Fig. 5.

Effects of activation by cholera toxin (CTX) on the localization (A) and palmitoylation (B) of recombinant αs proteins in cyc⁻ or IEC-6 cells expressing HA-tagged αs-WT. (A) cyc⁻ (1.0 × 10⁷) or IEC-6 (0.5 × 10⁷) cells derived from 10-ml culture volumes were fractionated, and HA-tagged αs proteins were detected by immunoblotting with monoclonal antibody 12CA5 after immunoprecipitation with the same antibody. Membrane fractions of these cells were also prepared in which the αs was [³²P]ADP-ribosylated with a 50 μg/ml concentration of activated cholera toxin. [³²P]ADP-ribosylated HA-tagged αs proteins were then visualized by autoradiography after immunoprecipitation as described in Materials and Methods. Before fractionation, the cells were incubated without or with 1 μg/ml cholera toxin for 4 h. (B) cyc⁻ (5.0 × 10⁷) or IEC-6 (2.5 × 10⁷) cells derived from 50-ml culture volumes were incubated for 2 h in DMEM containing 10% dialyzed FBS, 5 mM sodium pyruvate, and 0.5 mCi/ml [9,10-³H]palmitic acid. After labeling, the cells were incubated without or with cholera toxin for 4 h and fractionated.

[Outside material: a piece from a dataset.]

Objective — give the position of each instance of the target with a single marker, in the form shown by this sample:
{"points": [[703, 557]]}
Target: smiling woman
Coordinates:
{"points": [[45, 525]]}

Palmitoylated HA-tagged αs proteins were visualized by fluorography (30-day exposure), and HA-tagged αs proteins were detected by immunoblotting after immunoprecipitation as described in Materials and Methods. Arrows indicate αs proteins that have been ADP-ribosylated by cholera toxin. Each set of results is representative of at least two additional experiments.